Pocas cosas sabemos de la vida de este trágico héroe. Ahora bien, son suficientes elocuentes para imaginar una novela. En primer lugar, Joan Gualbes combatió contra los Borbones tanto con la espada como con la pluma, bajo el seudónimo de “El Rector de Bellesguard” (el nombre hace referencia a la casa señorial de su familia, situada en la finca de la actual Torre Bellesguard de Antoni Gaudí y, con anterioridad, sede el palacio de Martín I) Con la espada fue un destacado defensor de la ciudad. Con la pluma dominó el estilo de la poesía satírica dirigiendo gran parte de sus pullas contra Felipe V y sus partidarios. Poemas, por cierto, que compuso casi siempre en catalán, en una época en la cual escribir en este idioma en Barcelona resultaba más bien una rareza.

Además, Joan Gualbes acogió en su casa de Bellesguard a la denominada Academia de los Desconfiados. Esta institución, fundada en 1700, agrupó a nobles y eclesiásticos aficionados a la literatura y la historia de Cataluña. Como novedad, en sus tertulias se admitía tanto a hombres como a mujeres. Muchas de sus actividades culturales eran, en realidad, reuniones políticas encubiertas a favor del archiduque Carlos. En consecuencia, después del sitio de Barcelona en 1714, Felipe V clausuró esta institución. No obstante, en 1729, el impulso de los “Desconfiados” sirvió de semilla para fundar la actual Reial Acadèmia de Bones Lletres de Barcelona. (Real Academia de Buenas Letras de Barcelona)

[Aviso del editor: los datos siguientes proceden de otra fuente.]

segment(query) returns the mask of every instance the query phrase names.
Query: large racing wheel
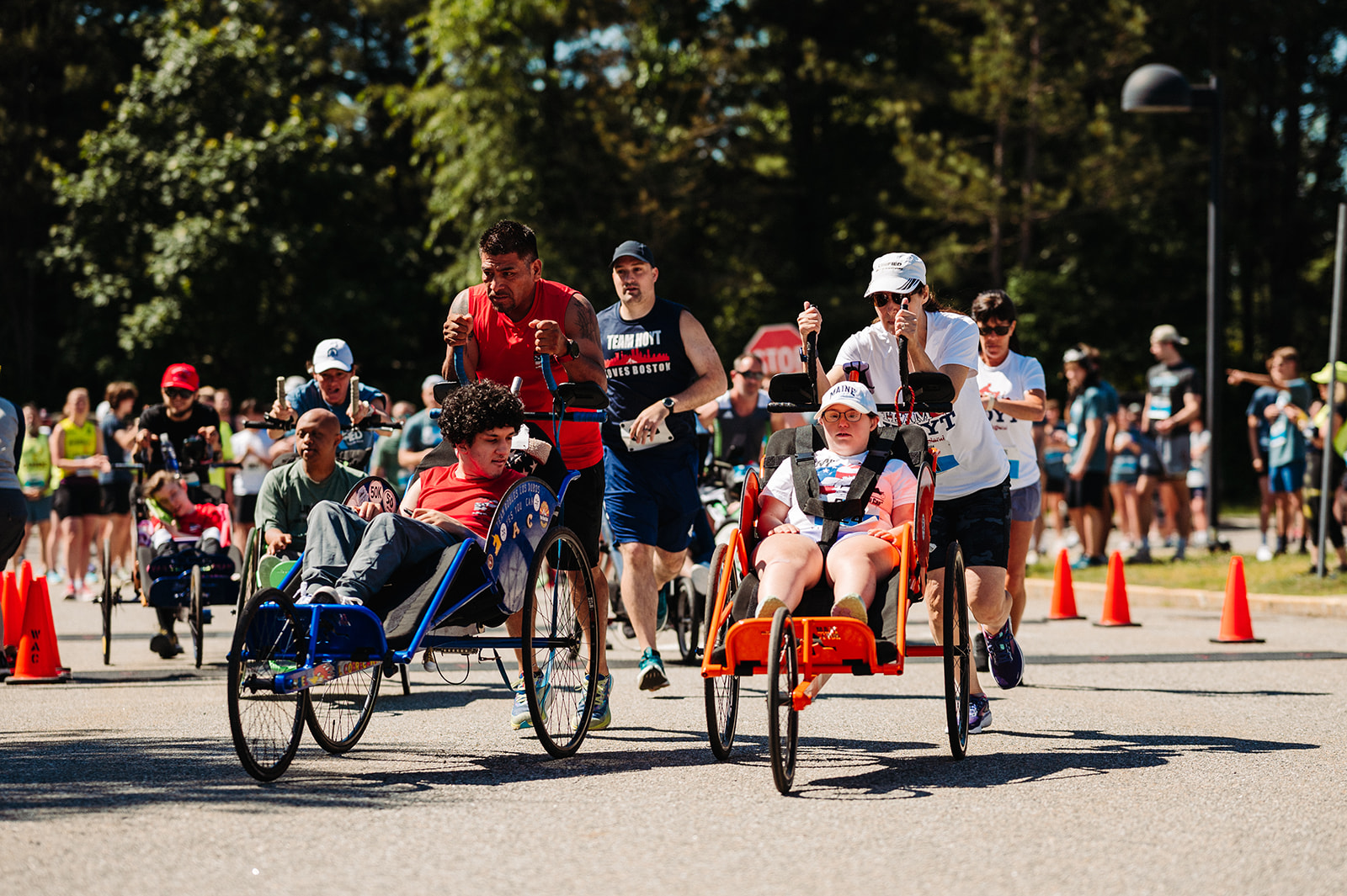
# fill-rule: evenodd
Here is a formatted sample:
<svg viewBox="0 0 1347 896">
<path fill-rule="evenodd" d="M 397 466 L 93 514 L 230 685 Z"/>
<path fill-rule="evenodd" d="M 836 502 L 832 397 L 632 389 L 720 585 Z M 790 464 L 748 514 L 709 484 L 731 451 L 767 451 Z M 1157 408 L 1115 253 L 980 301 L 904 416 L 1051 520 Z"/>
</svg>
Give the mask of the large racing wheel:
<svg viewBox="0 0 1347 896">
<path fill-rule="evenodd" d="M 570 756 L 589 732 L 603 640 L 589 561 L 566 526 L 548 529 L 533 553 L 523 613 L 523 655 L 535 671 L 524 674 L 533 731 L 548 753 Z"/>
<path fill-rule="evenodd" d="M 744 580 L 744 570 L 740 569 L 738 552 L 734 545 L 721 545 L 711 556 L 711 588 L 706 595 L 706 654 L 711 655 L 717 647 L 725 646 L 725 636 L 730 631 L 734 620 L 727 615 L 721 626 L 715 624 L 715 596 L 721 593 L 721 583 L 725 584 L 725 605 L 734 603 L 734 595 Z M 713 675 L 706 679 L 706 731 L 711 741 L 711 752 L 717 759 L 729 759 L 734 747 L 734 725 L 740 717 L 740 677 Z"/>
<path fill-rule="evenodd" d="M 963 549 L 951 542 L 944 561 L 944 716 L 950 753 L 963 759 L 968 749 L 968 585 L 963 574 Z"/>
<path fill-rule="evenodd" d="M 304 692 L 304 721 L 318 745 L 341 756 L 360 741 L 379 698 L 380 662 L 338 662 L 339 678 Z M 403 666 L 405 674 L 405 666 Z"/>
<path fill-rule="evenodd" d="M 783 794 L 795 782 L 795 753 L 800 741 L 800 713 L 795 709 L 796 667 L 795 626 L 791 612 L 777 607 L 766 643 L 766 739 L 772 752 L 772 778 Z"/>
<path fill-rule="evenodd" d="M 229 648 L 229 732 L 244 770 L 275 780 L 290 766 L 304 731 L 304 693 L 276 693 L 276 675 L 307 659 L 307 628 L 284 592 L 268 588 L 244 607 Z"/>
</svg>

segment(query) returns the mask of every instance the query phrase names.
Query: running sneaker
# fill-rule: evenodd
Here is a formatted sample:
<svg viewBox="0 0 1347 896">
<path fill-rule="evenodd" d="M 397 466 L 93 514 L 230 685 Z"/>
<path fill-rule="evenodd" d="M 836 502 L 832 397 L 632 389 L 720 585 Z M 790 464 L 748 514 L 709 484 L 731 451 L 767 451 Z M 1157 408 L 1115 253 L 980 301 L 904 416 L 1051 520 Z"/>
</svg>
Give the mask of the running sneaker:
<svg viewBox="0 0 1347 896">
<path fill-rule="evenodd" d="M 991 701 L 986 694 L 968 694 L 968 733 L 985 732 L 991 725 Z"/>
<path fill-rule="evenodd" d="M 585 675 L 585 683 L 581 685 L 581 690 L 589 690 L 589 675 Z M 594 713 L 590 714 L 586 710 L 585 704 L 581 704 L 581 718 L 589 718 L 590 731 L 603 731 L 613 724 L 613 709 L 607 705 L 607 696 L 613 690 L 613 675 L 599 675 L 598 683 L 594 685 Z"/>
<path fill-rule="evenodd" d="M 547 721 L 547 690 L 551 686 L 547 681 L 547 675 L 537 673 L 535 677 L 535 690 L 537 690 L 539 709 L 543 713 L 541 721 Z M 515 679 L 515 704 L 509 708 L 509 726 L 515 731 L 520 728 L 532 728 L 533 717 L 528 712 L 528 694 L 524 693 L 524 677 L 520 675 Z"/>
<path fill-rule="evenodd" d="M 657 650 L 647 647 L 641 651 L 641 665 L 636 674 L 636 686 L 641 690 L 659 690 L 668 687 L 669 679 L 664 674 L 664 661 Z"/>
<path fill-rule="evenodd" d="M 986 634 L 986 628 L 982 634 Z M 991 677 L 1002 690 L 1009 690 L 1024 678 L 1024 654 L 1020 644 L 1014 643 L 1010 634 L 1010 620 L 994 635 L 987 635 L 987 665 L 991 667 Z"/>
</svg>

El siguiente capítulo destacado de la vida de nuestro protagonista ha permanecido escondido durante siglos en la Basílica de los Santos Mártires Justo y Pastor de Barcelona. Un secreto que sólo ha comenzado a salir a la luz gracias al equipo de investigación formado por la familia Guilera, los propietarios de la Torre de Bellesguard que decidieron abrirla al público en el año 2013. Lo que nadie se podía imaginar entonces es que gran parte de lo que ahora sabemos de la historia de la propiedad se lo debemos agradecer a Joan Gualbes. La propia web de la Basílica nos explica este insospechado misterio…

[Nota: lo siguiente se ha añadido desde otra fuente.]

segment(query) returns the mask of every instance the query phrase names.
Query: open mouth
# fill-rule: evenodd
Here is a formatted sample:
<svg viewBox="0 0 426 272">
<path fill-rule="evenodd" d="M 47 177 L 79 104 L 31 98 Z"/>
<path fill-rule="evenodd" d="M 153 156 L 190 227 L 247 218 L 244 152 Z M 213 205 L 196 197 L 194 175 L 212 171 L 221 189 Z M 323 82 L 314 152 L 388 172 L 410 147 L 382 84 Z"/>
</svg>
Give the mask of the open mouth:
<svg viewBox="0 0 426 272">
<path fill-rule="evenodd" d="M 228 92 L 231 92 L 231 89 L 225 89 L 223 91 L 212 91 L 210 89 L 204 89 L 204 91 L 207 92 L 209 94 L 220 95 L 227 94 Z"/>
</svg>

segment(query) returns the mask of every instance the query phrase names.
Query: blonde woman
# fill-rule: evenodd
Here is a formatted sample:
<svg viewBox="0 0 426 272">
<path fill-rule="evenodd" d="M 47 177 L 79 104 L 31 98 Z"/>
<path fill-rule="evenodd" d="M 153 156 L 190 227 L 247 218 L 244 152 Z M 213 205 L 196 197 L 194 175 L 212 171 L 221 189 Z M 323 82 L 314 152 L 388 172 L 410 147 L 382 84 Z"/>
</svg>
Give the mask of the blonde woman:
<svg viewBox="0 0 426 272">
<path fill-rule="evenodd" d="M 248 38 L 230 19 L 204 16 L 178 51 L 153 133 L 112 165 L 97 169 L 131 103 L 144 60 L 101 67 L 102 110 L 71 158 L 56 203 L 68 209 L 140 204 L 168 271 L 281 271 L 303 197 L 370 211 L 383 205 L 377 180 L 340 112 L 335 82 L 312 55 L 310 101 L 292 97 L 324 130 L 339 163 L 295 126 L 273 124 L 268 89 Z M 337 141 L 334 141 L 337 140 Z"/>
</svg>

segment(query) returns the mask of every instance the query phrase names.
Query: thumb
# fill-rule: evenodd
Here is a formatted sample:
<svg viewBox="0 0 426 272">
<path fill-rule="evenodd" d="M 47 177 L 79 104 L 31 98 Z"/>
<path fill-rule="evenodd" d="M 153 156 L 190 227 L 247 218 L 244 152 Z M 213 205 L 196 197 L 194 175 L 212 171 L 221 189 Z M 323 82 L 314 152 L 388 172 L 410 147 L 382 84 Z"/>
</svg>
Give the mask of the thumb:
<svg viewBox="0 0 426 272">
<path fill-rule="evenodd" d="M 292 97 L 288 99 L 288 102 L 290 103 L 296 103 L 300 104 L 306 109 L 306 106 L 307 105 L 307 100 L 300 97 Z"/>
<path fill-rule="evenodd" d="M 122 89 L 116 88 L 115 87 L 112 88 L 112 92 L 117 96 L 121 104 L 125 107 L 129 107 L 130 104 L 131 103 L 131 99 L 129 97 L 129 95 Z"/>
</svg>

“Joan Ferrer Bonaventura de Gualbes i Copons muere en el año 1714, pero, antes de hacerlo, se esforzó en lograr que la fortaleza de Bellesguard quedará blindada de los ultrajes borbónicos. Su propietario fue muy hábil, y en 1711, hizo un testamento en que dejaba Bellesguard y su mina de agua a la Comunidad de Pebeteros de la iglesia de los Santos Justo y Pastor, y como usufructuaria a su esposa Mariana de Vilallonga hasta el día de su muerte. De esta manera, si Bellesguard queda en poder de la Iglesia, Felipe V no podrá desamortizar los terrenos y apropiárselos. La propiedad de Bellesguard seguirá en manos de la Comunidad de San Justo hasta la desamortización de Mendizábal del año 1835.

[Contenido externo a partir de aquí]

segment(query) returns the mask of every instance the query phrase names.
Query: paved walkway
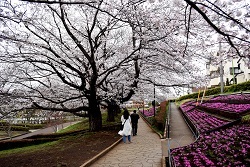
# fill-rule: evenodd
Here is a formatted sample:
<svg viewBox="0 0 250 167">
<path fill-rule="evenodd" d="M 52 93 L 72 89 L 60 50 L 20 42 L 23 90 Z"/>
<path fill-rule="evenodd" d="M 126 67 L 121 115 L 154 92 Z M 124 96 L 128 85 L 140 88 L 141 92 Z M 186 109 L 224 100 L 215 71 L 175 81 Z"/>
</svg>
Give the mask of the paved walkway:
<svg viewBox="0 0 250 167">
<path fill-rule="evenodd" d="M 160 137 L 140 118 L 132 143 L 120 142 L 91 167 L 161 167 L 161 160 Z"/>
</svg>

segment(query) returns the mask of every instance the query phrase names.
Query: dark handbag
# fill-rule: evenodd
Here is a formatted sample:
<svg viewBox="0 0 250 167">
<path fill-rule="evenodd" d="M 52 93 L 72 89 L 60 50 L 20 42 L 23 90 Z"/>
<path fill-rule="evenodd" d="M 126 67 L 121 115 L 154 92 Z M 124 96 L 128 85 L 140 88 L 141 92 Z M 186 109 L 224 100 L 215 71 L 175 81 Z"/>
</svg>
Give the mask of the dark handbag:
<svg viewBox="0 0 250 167">
<path fill-rule="evenodd" d="M 127 121 L 127 120 L 125 120 L 125 122 L 126 122 L 126 121 Z M 125 122 L 124 122 L 124 124 L 125 124 Z M 120 125 L 120 130 L 123 130 L 124 124 L 121 123 L 121 125 Z"/>
</svg>

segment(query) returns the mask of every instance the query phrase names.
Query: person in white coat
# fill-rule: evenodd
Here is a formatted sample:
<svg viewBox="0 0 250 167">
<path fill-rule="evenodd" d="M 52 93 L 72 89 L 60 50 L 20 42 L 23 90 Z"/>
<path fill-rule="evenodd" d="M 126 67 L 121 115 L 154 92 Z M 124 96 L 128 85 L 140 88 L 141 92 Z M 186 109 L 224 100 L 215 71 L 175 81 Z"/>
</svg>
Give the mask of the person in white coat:
<svg viewBox="0 0 250 167">
<path fill-rule="evenodd" d="M 122 136 L 122 140 L 126 143 L 126 139 L 128 138 L 128 142 L 131 143 L 131 117 L 127 109 L 124 109 L 123 115 L 121 116 L 121 122 L 124 125 L 123 130 L 118 133 Z"/>
</svg>

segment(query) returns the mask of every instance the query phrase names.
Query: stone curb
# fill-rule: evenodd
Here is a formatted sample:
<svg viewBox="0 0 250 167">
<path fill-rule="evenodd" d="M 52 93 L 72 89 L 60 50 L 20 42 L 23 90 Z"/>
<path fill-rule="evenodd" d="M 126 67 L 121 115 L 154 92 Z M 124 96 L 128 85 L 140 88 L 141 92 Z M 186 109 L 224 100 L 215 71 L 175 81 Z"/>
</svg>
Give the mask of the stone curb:
<svg viewBox="0 0 250 167">
<path fill-rule="evenodd" d="M 111 149 L 113 149 L 116 145 L 118 145 L 121 141 L 122 141 L 122 138 L 120 138 L 115 143 L 113 143 L 111 146 L 109 146 L 108 148 L 106 148 L 105 150 L 103 150 L 102 152 L 100 152 L 99 154 L 97 154 L 96 156 L 94 156 L 93 158 L 91 158 L 90 160 L 85 162 L 84 164 L 82 164 L 80 167 L 89 167 L 91 164 L 96 162 L 99 158 L 101 158 L 106 153 L 108 153 Z"/>
</svg>

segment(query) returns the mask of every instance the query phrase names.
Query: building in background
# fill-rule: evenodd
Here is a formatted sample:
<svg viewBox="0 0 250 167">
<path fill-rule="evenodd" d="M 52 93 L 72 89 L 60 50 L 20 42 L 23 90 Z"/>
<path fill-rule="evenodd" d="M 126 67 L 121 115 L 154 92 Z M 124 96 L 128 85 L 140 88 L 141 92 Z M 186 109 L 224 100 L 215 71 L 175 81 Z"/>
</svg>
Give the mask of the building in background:
<svg viewBox="0 0 250 167">
<path fill-rule="evenodd" d="M 249 59 L 234 57 L 223 62 L 224 85 L 242 83 L 250 80 Z M 206 63 L 206 75 L 209 77 L 208 88 L 220 86 L 220 66 L 211 65 L 211 60 Z"/>
</svg>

Además, gracias a la habilidad de Gualbes i Copons se ha podido conservar el archivo familiar, que también donó a la Comunidad de San Justo y que sus archiveros han logrado conservar y ordenar”.

Casi todos los miembros de la familia Gualbes fueron enterrados en Santa María del Mar, donde mandaron construir una capilla. Su último descendiente, Joan Gualbes, sin embargo, yace en un sarcófago de la Basílica de los Santos Justo y Pastor, la misma iglesia donde escondió la historia de su último hogar, un archivo que se remonta a Martín I, el rey para cuya familia habían servido sus antepasados.